Divorcios y maltusianismo habían matado a la familia y el tronco romano estaba casi extinguido. El último censo revelaba que las tres cuartas partes de los ciudadanos eran libertos o hijos de libertos extranjeros. Se habían construido centenares de nuevos templos, mas dentro no había dioses porque nadie creía que existiesen. Una moral no se rehace sin una base religiosa. Augusto había tratado de reanimar la fe antigua, sin compartirla y el pueblo le respondió fingiendo adorarle a él como dios.

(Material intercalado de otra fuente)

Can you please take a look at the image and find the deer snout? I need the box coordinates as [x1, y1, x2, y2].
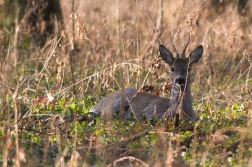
[175, 77, 186, 85]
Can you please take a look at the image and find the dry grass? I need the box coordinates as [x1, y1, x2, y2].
[0, 0, 252, 166]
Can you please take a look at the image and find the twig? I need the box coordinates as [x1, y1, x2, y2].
[77, 130, 149, 151]
[107, 156, 149, 167]
[12, 2, 20, 166]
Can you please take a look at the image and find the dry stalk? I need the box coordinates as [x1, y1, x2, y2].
[107, 156, 149, 167]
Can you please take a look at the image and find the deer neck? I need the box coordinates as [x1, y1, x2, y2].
[171, 82, 195, 120]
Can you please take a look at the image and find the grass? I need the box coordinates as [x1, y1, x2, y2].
[0, 0, 252, 166]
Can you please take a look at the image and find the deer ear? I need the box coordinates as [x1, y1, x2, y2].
[189, 45, 203, 64]
[159, 45, 174, 66]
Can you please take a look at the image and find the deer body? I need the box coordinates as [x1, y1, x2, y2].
[91, 36, 203, 122]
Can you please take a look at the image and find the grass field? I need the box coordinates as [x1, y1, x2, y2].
[0, 0, 252, 166]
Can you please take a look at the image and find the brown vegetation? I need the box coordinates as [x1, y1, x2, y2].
[0, 0, 251, 166]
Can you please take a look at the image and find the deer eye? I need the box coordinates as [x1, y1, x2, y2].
[188, 67, 191, 71]
[171, 67, 174, 72]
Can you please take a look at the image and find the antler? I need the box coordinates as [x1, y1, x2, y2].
[181, 33, 190, 58]
[170, 32, 179, 58]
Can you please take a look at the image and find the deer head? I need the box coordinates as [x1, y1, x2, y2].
[159, 34, 203, 121]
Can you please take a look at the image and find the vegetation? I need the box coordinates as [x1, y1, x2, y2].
[0, 0, 251, 166]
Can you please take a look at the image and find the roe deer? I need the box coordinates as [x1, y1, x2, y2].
[91, 35, 203, 123]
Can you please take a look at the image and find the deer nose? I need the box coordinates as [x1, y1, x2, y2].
[175, 77, 185, 85]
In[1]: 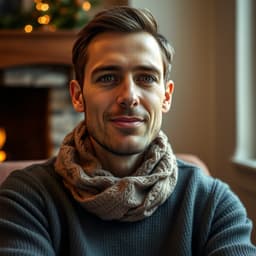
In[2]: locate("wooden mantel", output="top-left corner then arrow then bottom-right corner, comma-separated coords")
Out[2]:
0,30 -> 78,69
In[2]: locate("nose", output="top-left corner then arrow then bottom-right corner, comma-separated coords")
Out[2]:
116,75 -> 140,109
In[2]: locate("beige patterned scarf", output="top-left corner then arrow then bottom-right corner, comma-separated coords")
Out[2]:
55,122 -> 178,222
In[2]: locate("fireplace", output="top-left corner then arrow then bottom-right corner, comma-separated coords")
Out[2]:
0,30 -> 82,160
0,86 -> 50,160
0,127 -> 7,162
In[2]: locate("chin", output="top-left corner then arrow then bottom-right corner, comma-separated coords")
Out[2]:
111,148 -> 144,156
92,133 -> 151,156
109,141 -> 149,156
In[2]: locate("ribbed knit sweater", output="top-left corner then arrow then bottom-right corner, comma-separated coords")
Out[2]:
0,158 -> 255,255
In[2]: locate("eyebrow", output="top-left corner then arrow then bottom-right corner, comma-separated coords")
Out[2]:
91,64 -> 161,77
133,65 -> 161,75
91,65 -> 122,77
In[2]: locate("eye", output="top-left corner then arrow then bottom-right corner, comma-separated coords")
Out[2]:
96,74 -> 118,84
135,74 -> 158,84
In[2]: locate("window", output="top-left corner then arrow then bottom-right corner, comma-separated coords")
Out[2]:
233,0 -> 256,169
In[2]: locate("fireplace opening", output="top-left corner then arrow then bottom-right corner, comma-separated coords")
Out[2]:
0,65 -> 83,161
0,87 -> 50,160
0,127 -> 7,162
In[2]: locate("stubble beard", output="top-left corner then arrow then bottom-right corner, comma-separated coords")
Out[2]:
89,130 -> 147,157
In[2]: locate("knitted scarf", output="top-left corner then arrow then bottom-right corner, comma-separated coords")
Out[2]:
55,122 -> 178,222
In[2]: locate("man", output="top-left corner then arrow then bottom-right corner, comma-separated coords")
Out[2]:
0,6 -> 255,256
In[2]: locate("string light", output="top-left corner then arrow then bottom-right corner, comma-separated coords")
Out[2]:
41,3 -> 49,11
82,1 -> 91,11
36,3 -> 42,10
36,3 -> 49,12
19,0 -> 96,33
24,24 -> 33,33
37,15 -> 51,25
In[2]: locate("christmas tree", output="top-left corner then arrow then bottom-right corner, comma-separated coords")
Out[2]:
0,0 -> 100,32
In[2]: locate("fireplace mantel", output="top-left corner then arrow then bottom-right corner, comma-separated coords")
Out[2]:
0,30 -> 77,69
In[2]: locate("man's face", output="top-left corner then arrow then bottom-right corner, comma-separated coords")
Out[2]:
71,32 -> 173,156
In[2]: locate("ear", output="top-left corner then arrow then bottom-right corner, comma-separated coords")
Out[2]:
69,80 -> 85,112
162,80 -> 174,113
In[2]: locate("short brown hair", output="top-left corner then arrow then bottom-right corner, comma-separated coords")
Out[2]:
72,6 -> 175,86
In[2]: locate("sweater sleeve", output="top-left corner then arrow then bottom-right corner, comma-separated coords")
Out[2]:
203,179 -> 256,255
0,170 -> 55,256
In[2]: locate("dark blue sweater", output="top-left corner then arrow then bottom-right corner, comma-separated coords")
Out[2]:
0,159 -> 255,255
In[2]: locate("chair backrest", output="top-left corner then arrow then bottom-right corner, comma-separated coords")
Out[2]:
176,153 -> 210,176
0,160 -> 45,186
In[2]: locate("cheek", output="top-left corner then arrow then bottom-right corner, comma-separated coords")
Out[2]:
144,90 -> 165,114
144,92 -> 165,129
84,93 -> 109,122
85,100 -> 100,121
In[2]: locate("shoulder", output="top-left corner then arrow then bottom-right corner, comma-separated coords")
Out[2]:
0,157 -> 70,230
177,158 -> 226,190
0,158 -> 64,254
175,159 -> 250,224
177,160 -> 230,196
0,158 -> 63,199
167,160 -> 256,253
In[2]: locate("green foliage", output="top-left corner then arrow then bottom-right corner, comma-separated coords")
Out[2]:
0,0 -> 100,30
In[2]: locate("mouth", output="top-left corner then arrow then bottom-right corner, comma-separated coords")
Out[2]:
109,116 -> 145,129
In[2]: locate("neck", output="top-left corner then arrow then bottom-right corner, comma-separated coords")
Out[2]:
90,138 -> 144,177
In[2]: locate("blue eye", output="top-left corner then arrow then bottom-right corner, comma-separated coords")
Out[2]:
135,74 -> 157,84
98,74 -> 117,83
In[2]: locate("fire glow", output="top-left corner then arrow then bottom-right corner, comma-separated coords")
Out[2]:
0,128 -> 7,162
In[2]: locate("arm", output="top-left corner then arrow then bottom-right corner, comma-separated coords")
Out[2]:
0,171 -> 55,256
203,180 -> 256,255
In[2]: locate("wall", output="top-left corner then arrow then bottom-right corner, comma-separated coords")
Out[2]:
130,0 -> 256,243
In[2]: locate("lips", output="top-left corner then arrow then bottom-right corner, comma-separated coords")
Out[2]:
110,116 -> 145,129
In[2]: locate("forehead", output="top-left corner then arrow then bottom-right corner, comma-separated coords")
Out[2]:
85,32 -> 164,74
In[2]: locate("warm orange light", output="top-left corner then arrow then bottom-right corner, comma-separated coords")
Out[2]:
36,3 -> 43,11
42,3 -> 49,11
0,128 -> 7,162
0,151 -> 6,162
36,2 -> 49,11
82,1 -> 91,11
24,24 -> 33,33
48,25 -> 56,32
38,15 -> 51,25
0,128 -> 6,148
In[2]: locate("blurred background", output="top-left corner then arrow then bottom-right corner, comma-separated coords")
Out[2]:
0,0 -> 255,242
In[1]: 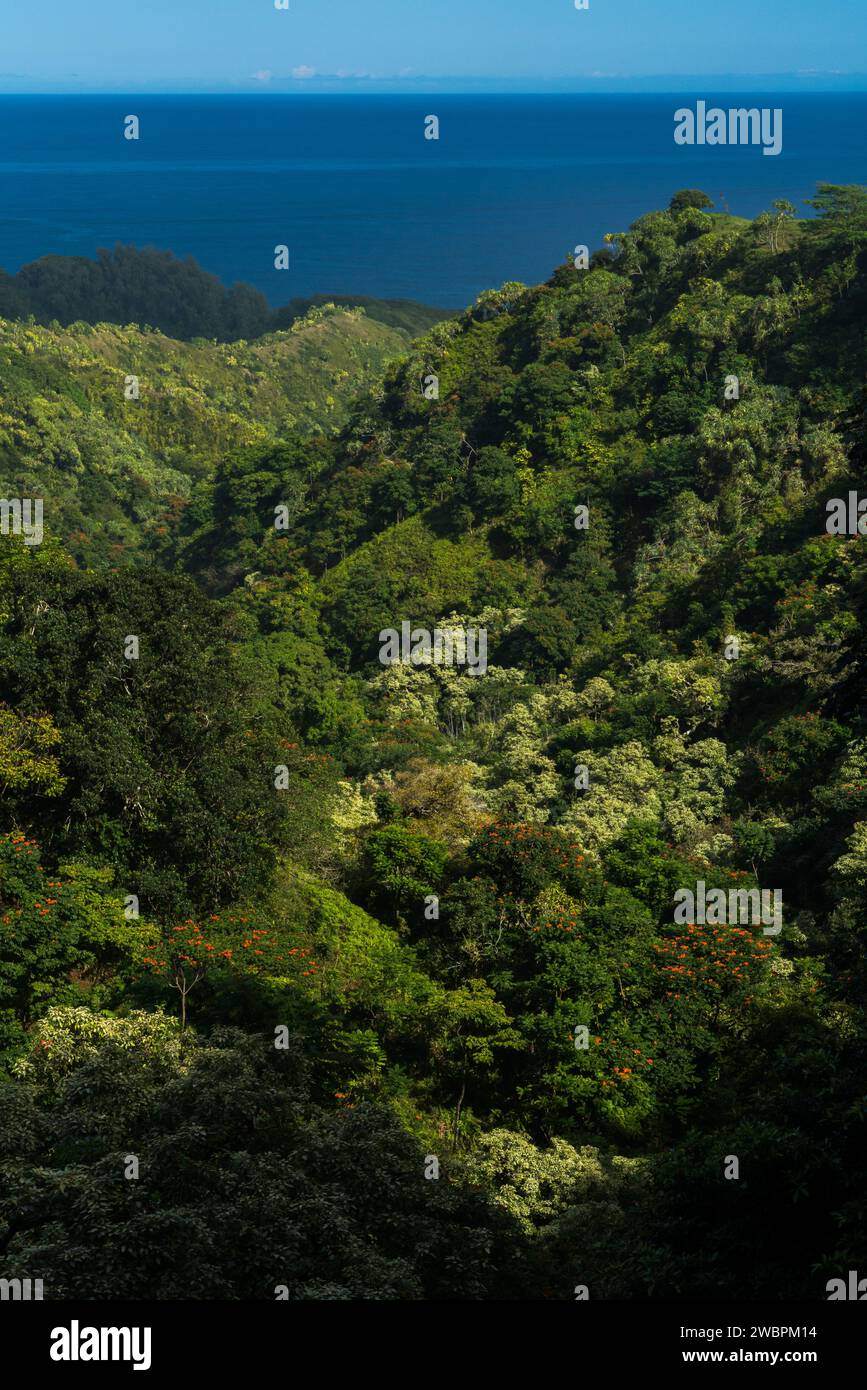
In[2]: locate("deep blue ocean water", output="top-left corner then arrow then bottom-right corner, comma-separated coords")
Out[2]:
0,94 -> 865,310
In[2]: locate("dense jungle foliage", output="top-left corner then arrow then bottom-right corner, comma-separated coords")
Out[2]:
1,184 -> 866,1300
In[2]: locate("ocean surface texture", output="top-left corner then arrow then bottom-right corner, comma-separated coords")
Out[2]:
1,94 -> 864,309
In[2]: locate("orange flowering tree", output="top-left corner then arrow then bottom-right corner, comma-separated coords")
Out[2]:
0,832 -> 95,1053
624,917 -> 781,1108
651,920 -> 773,1018
142,913 -> 320,1029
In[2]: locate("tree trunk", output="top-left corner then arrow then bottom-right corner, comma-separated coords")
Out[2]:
451,1059 -> 467,1151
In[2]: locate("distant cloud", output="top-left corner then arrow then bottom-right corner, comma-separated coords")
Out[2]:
291,65 -> 316,79
251,70 -> 272,83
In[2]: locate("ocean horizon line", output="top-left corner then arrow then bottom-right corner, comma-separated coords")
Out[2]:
2,76 -> 867,97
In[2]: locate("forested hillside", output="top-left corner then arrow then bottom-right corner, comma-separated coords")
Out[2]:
0,304 -> 415,566
1,184 -> 866,1300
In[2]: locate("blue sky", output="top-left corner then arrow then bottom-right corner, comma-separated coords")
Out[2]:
1,0 -> 865,90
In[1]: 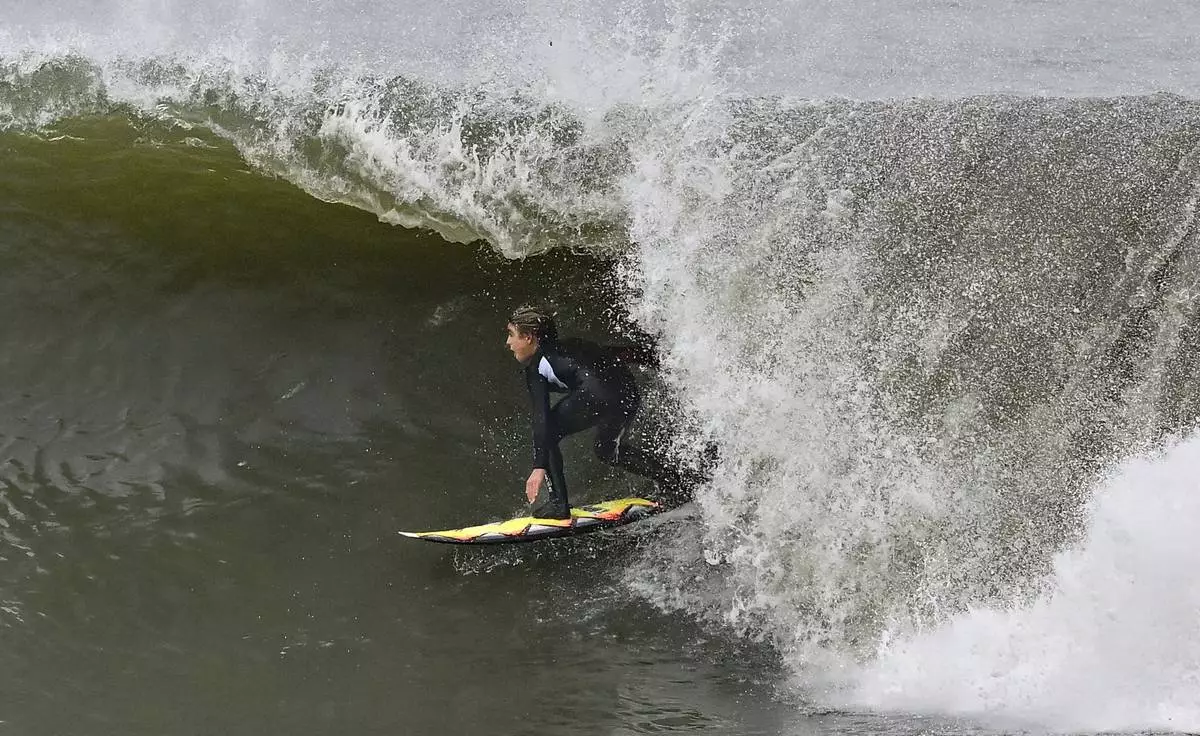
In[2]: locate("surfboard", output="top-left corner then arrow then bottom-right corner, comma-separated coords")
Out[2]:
398,497 -> 660,545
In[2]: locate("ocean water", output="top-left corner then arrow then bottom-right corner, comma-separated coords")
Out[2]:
3,1 -> 1200,734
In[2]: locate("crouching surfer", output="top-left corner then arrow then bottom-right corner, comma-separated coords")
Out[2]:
504,304 -> 711,519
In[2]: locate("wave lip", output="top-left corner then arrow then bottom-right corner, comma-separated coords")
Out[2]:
1,51 -> 643,256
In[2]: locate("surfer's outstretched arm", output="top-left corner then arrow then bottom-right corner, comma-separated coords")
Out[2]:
525,369 -> 552,502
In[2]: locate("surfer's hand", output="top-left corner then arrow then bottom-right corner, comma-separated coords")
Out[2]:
525,469 -> 546,503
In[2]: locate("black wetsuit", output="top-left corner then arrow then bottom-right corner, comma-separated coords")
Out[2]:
523,337 -> 679,518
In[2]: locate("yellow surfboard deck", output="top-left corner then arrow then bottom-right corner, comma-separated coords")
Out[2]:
399,497 -> 660,545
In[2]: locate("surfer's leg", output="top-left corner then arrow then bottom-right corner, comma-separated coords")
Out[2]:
531,394 -> 603,518
592,412 -> 634,466
591,391 -> 677,490
608,436 -> 712,508
532,442 -> 572,519
593,389 -> 713,507
598,428 -> 685,495
592,381 -> 637,466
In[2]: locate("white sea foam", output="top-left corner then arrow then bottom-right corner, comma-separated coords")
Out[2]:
843,433 -> 1200,732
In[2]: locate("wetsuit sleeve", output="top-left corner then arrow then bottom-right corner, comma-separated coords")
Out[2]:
526,367 -> 553,469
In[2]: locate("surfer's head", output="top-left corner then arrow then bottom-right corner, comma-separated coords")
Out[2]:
506,303 -> 558,362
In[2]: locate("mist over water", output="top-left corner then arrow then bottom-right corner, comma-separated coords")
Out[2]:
5,0 -> 1200,732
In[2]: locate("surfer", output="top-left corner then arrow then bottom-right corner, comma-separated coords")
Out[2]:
505,304 -> 706,519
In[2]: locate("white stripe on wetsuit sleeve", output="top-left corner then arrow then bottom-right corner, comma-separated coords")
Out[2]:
538,356 -> 568,389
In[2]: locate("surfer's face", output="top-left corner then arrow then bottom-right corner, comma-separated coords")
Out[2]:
505,323 -> 538,363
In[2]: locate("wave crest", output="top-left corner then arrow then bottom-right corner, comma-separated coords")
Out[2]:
1,52 -> 643,255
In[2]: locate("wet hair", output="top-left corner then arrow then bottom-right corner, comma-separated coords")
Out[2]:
509,303 -> 559,343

Julia que murió en el exilio, había dejado a Augusto una nietecita, que se llamaba Julia como ella, que, desgraciadamente, demostró en seguida querer imitar a su madre no sólo en el nombre. También el abuelo tuvo que confinarla por inmoral. Destrozado por este dolor, pensó en dejarse morir de hambre. Pero luego los deberes de la oficina, a los que había permanecido apegadísimo, y la certeza de que no le quedaba ya mucho de vida llevaron las de ganar. En cambio, como todos los que sostienen el alma con los dientes, él, para aquellos tiempos rindió la suya muy tarde.




Tenía setenta y seis años cuando, convaleciente en Nola después de una bronquitis, le sorprendió el fin. Aquella mañana había trabajado como de costumbre, desde las ocho a mediodía, firmando todos los decretos, contestando todas las cartas, como buen funcionario que era.




Hizo llamar a Livia, con quien estaba a punto de celebrar las bodas de oro, y se despidió de ella afectuosamente. Después, como verdadero gran romano, se volvió a los circunstantes y dijo: «He representado bien mi papel. Despedidme, pues, de la escena, amigos, con vuestros aplausos.»




Los senadores condujeron el féretro a hombros por toda Roma, antes de quemar el cadáver en el Campo de Marte. Tal vez se hubieran mostrado satisfechos de su muerte de no haber sabido que para sucederle estaba ya designado Tiberio.